Il sindacato: "Come si può solo pensare che quei gesti, quel concatenarsi di azioni razionali, tese a guadagnarsi la via di fuga non siano state il frutto di coscienza e volontà?"

Riceviamo e pubblichiamo integralmente la nota stampa del Siulp sul caso Meran

L’evolversi del processo Meran è qualcosa che fa male al solo pensiero. Non si tratta qui di invocare la funzione retributiva piena del diritto penale sostanziale, la legge del taglione, l’occhio per occhio dente per dente scolpito nei testi vetero sacramentali.
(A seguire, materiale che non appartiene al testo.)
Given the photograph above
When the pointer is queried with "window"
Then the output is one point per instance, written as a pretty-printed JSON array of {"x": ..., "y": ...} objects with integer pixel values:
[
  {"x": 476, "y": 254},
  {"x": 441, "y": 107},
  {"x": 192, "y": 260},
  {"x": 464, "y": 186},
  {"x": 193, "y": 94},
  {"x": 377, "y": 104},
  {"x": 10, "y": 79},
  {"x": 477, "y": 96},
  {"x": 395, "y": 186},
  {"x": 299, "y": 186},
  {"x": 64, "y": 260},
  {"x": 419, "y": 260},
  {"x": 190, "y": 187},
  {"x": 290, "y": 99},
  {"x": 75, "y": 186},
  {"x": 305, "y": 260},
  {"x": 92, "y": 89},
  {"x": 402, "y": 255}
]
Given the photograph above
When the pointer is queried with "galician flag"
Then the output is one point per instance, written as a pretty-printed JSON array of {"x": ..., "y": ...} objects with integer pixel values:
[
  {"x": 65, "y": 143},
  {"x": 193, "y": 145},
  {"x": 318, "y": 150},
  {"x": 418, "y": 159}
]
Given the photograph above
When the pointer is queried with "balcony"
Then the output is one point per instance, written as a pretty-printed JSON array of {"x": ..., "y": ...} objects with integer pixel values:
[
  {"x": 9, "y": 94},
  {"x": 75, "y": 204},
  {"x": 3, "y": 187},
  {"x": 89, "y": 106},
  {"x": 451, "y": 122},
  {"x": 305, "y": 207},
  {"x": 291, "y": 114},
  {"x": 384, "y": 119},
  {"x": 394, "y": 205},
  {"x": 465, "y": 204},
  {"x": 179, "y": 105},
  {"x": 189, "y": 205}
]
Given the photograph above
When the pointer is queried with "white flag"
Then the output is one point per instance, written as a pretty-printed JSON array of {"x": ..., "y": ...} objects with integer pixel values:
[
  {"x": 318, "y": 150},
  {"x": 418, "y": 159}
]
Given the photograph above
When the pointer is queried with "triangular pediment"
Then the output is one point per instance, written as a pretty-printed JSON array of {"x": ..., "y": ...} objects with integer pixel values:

Si tratta di giustizia, quella Giustizia che un padre invoca a gran voce e che tutti noi ci aspettiamo da chi è preposto ad amministrarla in nome e per conto del Popolo. Nessuno potrà mai lontanamente comprendere il dolore di un padre a cui hanno strappato un giovane figlio, una persona eccezionale, un viso pulito in un mondo marcio. Non solo per la premorienza che tutti sappiamo essere contro le stesse leggi di natura, ma anche verso una giustizia che pare stia buttando il sale dentro una ferita aperta che lacera il cuore. Ed il cuore è quello di tutti noi di quell’intera comunità che si è stretta intorno alle famiglie di Pierluigi e Matteo. Una comunità che si è stretta intorno alla Questura di Trieste ed alla Polizia di Stato. Come si può solo immaginare che il modus operandi appartenga ad un essere sconnesso dalla realtà. Come si può solo pensare che quei gesti, quel concatenarsi di azioni razionali, tese a guadagnarsi la via di fuga non siano state il frutto di coscienza e volontà. Oggi qualcuno pretende - attraverso una scienza che è tutta da provare - di entrare dentro la testa di un soggetto al tempo di un fatto esecrabile, sancendo che quella testa al momento non era in grado di comprendere ciò che stava facendo. Oggi, leggendo gli articoli di stampa ho subito pensato al mostro del Circeo, che nel 75, unitamente a dei complici, uccise barbaramente Rosaria e seviziò Donatella che si salvò per miracolo. Guadagnata la semilibertà per delle valutazioni prognostiche positive, nel 2005 Izzo uccise Maria Carmela e Valentina, altre due donne che non siamo stati in grado di proteggere solo perché non ascoltiamo i nostri figli quando ci chiedono di tenere i mostri nelle gabbie.